Ammetto con imbarazzo che non avevo letto nulla di Clara Sereni prima di entrare nella decina finalista del premio. Avrei voluto iniziare dal suo esordio, Sigma Epsilon, non solo perché sono un esordiente ma perché da quello che ho avuto modo di carpire attraverso la sinossi, sembra un romanzo sperimentale, con divagazioni fantascientifiche, estremamente interessante per i temi che affronta. Purtroppo però non sono riuscito a reperirlo, ma spero di intercettarlo in qualche modo, magari nella sua prima edizione Marsilio. Ad ogni modo, le cose poi sono andate all’opposto, e anziché partire dall’esordio, l’ho fatto dal suo ultimo romanzo, Via Ripetta 155, che quindi è anche l’unico che posso consigliare con cognizione di causa.
10. Se potesse essere intervistato da qualcuno che non è più qui, una persona famosa o meno, ma importante per lei, chi potrebbe essere?
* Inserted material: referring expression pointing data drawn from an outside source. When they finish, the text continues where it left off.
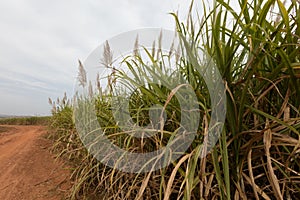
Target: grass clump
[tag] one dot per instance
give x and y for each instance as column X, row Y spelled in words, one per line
column 257, row 155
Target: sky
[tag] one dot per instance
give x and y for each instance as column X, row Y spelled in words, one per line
column 41, row 42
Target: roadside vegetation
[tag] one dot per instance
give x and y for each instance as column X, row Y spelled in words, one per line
column 25, row 120
column 256, row 49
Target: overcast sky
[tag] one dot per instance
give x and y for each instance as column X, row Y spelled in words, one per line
column 41, row 42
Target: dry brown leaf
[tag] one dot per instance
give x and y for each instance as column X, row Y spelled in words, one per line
column 271, row 175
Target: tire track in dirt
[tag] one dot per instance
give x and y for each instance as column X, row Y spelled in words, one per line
column 27, row 169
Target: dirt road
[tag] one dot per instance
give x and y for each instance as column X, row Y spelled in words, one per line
column 27, row 169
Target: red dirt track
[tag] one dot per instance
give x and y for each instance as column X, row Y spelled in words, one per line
column 27, row 169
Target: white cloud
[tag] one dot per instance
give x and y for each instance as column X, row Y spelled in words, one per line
column 40, row 42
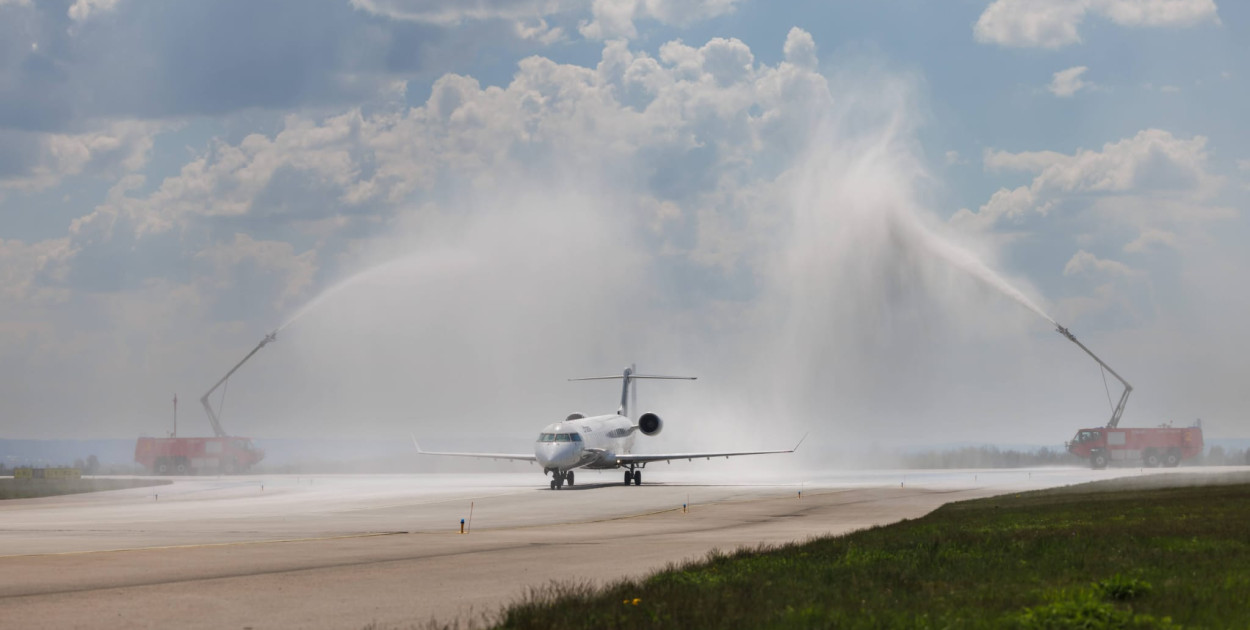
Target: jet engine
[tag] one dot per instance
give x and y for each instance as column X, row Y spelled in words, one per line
column 650, row 424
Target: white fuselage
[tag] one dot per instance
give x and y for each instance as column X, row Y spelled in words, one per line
column 585, row 443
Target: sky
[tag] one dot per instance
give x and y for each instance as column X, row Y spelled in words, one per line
column 834, row 214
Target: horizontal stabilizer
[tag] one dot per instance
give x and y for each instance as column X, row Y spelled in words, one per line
column 636, row 376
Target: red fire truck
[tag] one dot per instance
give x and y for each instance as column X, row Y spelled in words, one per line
column 223, row 454
column 196, row 455
column 1158, row 446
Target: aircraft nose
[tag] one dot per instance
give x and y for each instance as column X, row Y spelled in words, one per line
column 559, row 454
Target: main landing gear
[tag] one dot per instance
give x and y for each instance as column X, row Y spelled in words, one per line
column 560, row 478
column 634, row 475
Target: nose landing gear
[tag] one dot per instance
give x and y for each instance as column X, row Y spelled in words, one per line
column 634, row 475
column 559, row 478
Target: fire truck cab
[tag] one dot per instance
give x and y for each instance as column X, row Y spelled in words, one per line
column 1153, row 446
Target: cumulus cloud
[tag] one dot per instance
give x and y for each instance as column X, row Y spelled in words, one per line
column 800, row 49
column 31, row 161
column 609, row 19
column 1154, row 161
column 1066, row 83
column 1085, row 263
column 1056, row 23
column 81, row 10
Tutte le persone che ammiro sono troppo più intelligenti e colte di me, non sarebbe un bello spettacolo farmi intervistare da loro. In generale, non sono un grande sostenitore delle interviste: non sono a mio agio quando vengo intervistato e vengo spesso deluso dalle risposte che ottengo, quando sono io a intervistare qualcun altro. Durante le interviste le persone tendono a voler apparire più brillanti di quello che sono, io non sono da meno, è un atto performativo, non una vera conversazione e quindi non avrei un vero interesse a farla. Sono convinto che le conversazioni migliori avvengono mentre stiamo camminando con qualcuno. Allora dico che avrei voluto fare una bella passeggiata con Joan Didion e con Thomas Bernhard.
Grazie, Edoardo.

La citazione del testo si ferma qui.